田の実は、全国各地の“ちゃんとした食材”や“丁寧な手仕事”を届けることを理念としたお店でした。特に国産にこだわった果物や野菜、地域色の強い加工品が揃っており、スーパーでは見かけないような個性ある品が多かったのが特徴です。例えば珍しい産地の柑橘、希少な品種のリンゴ、季節ごとに並ぶ小規模農家のジャムや調味料など、ちょっとした贈り物にも向く良質な商品が多かった印象があります。田ノ実は“お仏壇のはせがわ”が展開する日本人の生活にある「祈り」を「食」からひもとく事業とのことで、今後はソラマチ店に集約されます。はせがわ 公式サイトへ

店内の雰囲気づくりにも独特のこだわりがあり、民芸品風の素朴で温かみのある食器や雑貨が並べられ、どこか“旅先の市場”に迷い込んだような気分を味わえる空間でした。器に興味のある方や、手仕事の品を好む方には特に魅力的な陳列だったと思います。

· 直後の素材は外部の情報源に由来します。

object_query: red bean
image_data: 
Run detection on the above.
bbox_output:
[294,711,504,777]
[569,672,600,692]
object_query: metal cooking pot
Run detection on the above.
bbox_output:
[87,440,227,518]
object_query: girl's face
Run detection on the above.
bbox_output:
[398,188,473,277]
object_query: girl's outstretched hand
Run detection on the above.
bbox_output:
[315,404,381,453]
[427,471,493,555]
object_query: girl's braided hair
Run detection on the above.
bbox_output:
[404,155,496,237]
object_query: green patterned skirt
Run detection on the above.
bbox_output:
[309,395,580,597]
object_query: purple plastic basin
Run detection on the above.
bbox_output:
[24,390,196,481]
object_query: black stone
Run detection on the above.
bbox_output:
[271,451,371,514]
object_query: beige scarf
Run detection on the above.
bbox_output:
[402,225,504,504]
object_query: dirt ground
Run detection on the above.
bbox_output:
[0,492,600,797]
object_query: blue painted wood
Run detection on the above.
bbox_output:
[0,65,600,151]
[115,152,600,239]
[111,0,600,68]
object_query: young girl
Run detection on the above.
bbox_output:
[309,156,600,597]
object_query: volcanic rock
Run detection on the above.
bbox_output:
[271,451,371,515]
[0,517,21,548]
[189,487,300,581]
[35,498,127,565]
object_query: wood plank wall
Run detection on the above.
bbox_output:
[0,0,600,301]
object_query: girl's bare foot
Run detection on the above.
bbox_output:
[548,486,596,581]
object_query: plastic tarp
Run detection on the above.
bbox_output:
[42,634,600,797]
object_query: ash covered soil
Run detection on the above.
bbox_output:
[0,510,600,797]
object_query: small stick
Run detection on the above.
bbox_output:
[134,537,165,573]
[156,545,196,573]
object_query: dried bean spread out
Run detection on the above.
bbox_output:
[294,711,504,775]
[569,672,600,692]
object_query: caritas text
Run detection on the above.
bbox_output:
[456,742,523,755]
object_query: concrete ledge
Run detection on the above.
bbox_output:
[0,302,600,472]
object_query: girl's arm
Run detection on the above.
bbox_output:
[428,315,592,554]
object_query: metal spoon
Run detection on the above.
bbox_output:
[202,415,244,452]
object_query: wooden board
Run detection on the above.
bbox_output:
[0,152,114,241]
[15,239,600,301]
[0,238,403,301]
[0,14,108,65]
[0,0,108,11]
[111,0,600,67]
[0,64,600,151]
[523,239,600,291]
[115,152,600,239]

2階のカフェスペースも忘れがたい場所でした。看板メニューである「おにぎり定食」は、シンプルでありながら丁寧さが伝わる定番メニュー。季節の小鉢と味噌汁が添えられ、ゆっくりとした時間が流れる落ち着いた空間は、自由が丘の喧騒を忘れさせる憩いの場でした。私が伺ったときには、ランチ時にはお客様もそこそこ入っており、地域の方々に愛されているように感じていました。

それだけに、閉店の知らせは惜しまれます。近年は自由が丘でも店舗の入れ替わりが激しく、良いお店があっても続けることの難しさを感じます。田の実は「丁寧な暮らし」を提案する数少ないお店でした。地域に根ざした店舗が一つ消えることは、日常の風景が少し変わるようで寂しいものです。

6年と210日、地域に豊かな食と時間を届けてくださったことに感謝を申し上げます。店を支えてきたスタッフの皆様に心よりお疲れさまを伝えつつ、またどこかで田の実のコンセプトが息づくことを願っています。